Does this point to the high respect and affection the sensible Mrs Shephard commands in her party? Or was it simply the result of having the Prime Minister on the platform beside her, along with the whole of her large departmental team of ministers and their acolytes, to lead and sustain the ovation?

It can hardly have been due to the content of her speech which was more remarkable for what it left out than what it included, even when viewed as one for a party audience.

The most shameful absence from the Education Secretary’s speech was her failure to make it clear that the new professional qualification for headteachers was to be a level five NVQ. In doing so she missed an opportunity to underline the status and esteem in which she holds such qualifications.

It is not really surprising that Mrs Shephard did not acknowledge the widespread national discontent over the funding of schools.

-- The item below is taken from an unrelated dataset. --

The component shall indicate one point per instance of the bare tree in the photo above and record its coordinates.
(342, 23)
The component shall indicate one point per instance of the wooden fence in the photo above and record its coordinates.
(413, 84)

There was no sign of any relaxation in education of the Chancellor’s stringent do-more-with-less financial doctrine. Mrs Shephard has clearly been spelling out to the Cabinet the electoral implications of yet another budget for larger classes. And the Prime Minister hinted earlier this week that schools would be made a special case. But on the conference dais Mrs Shephard restricted herself to John Major’s cautious jam-tomorrow pledge earlier this year; schools would be at the front of the Government’s priorities as the economy grows.

There was no sign either of the looked-for expansion of the Assisted Places Scheme to contrast with Labour’s promise to abolish it. As will become apparent today, these goodies may have been saved to provide some real meat for John Major’s own end-of-conference party piece, having already highlighted education as central to the restoration of his own and his government’s standing in his recent speech in Birmingham.

If schools are to be made a special case, we may still have to wait until the Budget and beyond to find out exactly how much of one they are to be. Easing the restrictions on local authorities’ powers of local taxation seems to have been ruled out, at least by Treasury minister William Waldegrave. Funding teachers’ pay rises would obviously help schools. But it will come nowhere near the Pounds 1.3 billion the local authorities say needs to be spent to restore services to the levels of three years ago. In many instances funding this year’s pay rise will not prevent further cuts. Many authorities cushioned their schools against last year’s cuts by the one-off use of reserves; where those coffers are now bare, cuts will have to be made simply to match existing levels of expenditure and income, even if next year’s inflation is covered.

Mrs Shephard concentrated on the drive to raise standards for all pupils. It is hard to see expansion of assisted places playing much of a part in this unless it is to underline the real costs of effective education. But more state funding for independent-school places does not necessarily amount to the kind of lurch to the Right that seems to have sickened the defecting former minister Alan Howarth. Certainly Labour is not dismissing out of hand the idea of working more closely with independent schools.

If levels of funding for assisted places were more like those for pupils in locally-managed or grant-maintained schools (as they may already be at the sixth-form level) it should not cost any more or amount to unfair privilege. That being the case, it is hard to see why hard-up parents should be denied such a choice or why good schools who wish to share their benefits should be denied this means of partially opting in.

The Prime Minister’s enthusiasm for all schools to become grant-maintained was another notable absence from Mrs Shephard’s address. And mentions of fast-tracks to GM status and allowing successful schools to expand there were none. Clearly the Education Secretary was not looking for cheap applause. She told a caller to the BBC TV phone-in that immediately followed her speech that opting out was progressing steadily at the rate of two schools a week. At that rate it would take more than 200 years for Mr Major’s vision to be realised.